Converting Word Files to Text for Archiving?
Unknown Relic asks: "Our company has large quantities of old, MS Word documents which we are looking to permanently archive. One of the requirements of our archiving process is that the documents be stored in plain text format. Unfortunately we also have another, conflicting requirement: the text files must retain basic formatting information from the original documents, including bullets, indentations and basic table layout. While all of this formatting is possible using plain text, I have not been able to find any tools which do a decent job of retaining the above mentioned formatting during conversion. Even Word's 'Save As' option does a horrible job, though I suppose that's not overly surprising. Has anyone undertaken a project similar to this before? If so, what tools did you find or create to make the job feasible?"
Save As.. HTML? Its in plain text, but retains the formatting, as long as you don't get too exotic.
HTML Tidy has a 'clean up Word HTML' mode which works wonders. Dave Raggett developed it for W3C.
use any suitable postscript printer driver, and print to a file.
you don't need to buy any proprietary software. you will retain all formatting. you can view using free software on virtually any platform you like.
this will easily work for any other document type you may have also, so you can have one standard archival format for anything and everything. big CADD file? no problem.
bonus tip. archive or no archive, make sure your documents include text (in the footer, say) that indicates the location and filename of the document. so when you want to work backwards from paper to file, you know where to look. the print date is important, too.
i don't know why i'm not using caps today...

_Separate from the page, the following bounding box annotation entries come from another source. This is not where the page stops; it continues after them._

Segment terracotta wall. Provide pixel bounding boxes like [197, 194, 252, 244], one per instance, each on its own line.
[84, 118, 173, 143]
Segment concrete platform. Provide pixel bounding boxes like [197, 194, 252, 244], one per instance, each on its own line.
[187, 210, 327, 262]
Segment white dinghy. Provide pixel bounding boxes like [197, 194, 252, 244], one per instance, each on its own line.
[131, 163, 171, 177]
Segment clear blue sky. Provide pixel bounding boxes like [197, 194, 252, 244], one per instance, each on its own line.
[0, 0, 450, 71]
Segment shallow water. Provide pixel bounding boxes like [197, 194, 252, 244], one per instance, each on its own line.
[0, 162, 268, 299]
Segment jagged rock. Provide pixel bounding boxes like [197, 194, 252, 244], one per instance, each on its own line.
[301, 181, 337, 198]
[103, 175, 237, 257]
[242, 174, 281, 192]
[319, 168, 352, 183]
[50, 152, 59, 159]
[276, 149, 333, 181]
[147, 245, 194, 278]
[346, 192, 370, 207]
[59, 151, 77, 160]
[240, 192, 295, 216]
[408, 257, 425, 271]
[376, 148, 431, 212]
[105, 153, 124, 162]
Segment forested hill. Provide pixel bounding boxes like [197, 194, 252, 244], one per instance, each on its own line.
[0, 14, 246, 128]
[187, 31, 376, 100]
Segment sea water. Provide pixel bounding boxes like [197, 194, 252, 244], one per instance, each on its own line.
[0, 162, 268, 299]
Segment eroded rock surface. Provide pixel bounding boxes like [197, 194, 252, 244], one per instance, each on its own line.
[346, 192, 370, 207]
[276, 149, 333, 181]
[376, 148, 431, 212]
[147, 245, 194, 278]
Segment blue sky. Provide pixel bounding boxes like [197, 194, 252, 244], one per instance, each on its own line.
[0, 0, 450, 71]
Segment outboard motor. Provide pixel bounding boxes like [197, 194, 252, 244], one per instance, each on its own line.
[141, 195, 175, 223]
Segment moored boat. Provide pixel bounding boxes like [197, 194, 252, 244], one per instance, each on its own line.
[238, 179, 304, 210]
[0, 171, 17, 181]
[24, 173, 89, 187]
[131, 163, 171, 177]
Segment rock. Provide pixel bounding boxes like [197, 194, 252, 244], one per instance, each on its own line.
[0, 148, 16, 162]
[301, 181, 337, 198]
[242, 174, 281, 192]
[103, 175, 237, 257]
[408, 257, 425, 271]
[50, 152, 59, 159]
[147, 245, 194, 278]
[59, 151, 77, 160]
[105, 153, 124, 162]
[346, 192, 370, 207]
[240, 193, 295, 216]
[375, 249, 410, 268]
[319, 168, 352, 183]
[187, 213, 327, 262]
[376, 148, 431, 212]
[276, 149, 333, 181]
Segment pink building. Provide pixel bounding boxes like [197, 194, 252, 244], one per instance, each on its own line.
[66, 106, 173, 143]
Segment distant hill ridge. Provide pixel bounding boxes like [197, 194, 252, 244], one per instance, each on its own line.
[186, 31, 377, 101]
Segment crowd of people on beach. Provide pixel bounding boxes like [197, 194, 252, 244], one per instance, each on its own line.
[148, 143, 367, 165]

--Lawrence Lessig for Congress!
How about compression? Generally when archiving... your compressing and plain text gets a far far better compression ratio than a pdf (not to mention it's smaller to begin with.)
I've had very good luck using OpenOffice's save As.
There are a lot of options, however. I wonder what
Google uses?
One option would be saving as postscript and using
a postscript-to-text extractor.
But the best thing would be to relax the POT require-
ment to allow XML. XML is so trivial to parse that
even if XML itself falls from grace with technological
advance, the few simple tags you need will certainly
be supportable with 10-15 minutes of scripting
(if the computers aren't smart enought respond
to your voice command and retrieve the old XML
specs and interpret them well enough to perform
the transformation automatically at that future point
-- which seems unlikely, given that you use only
the most simple and basic of XML idioms.)
-I like my women like I like my tea: green-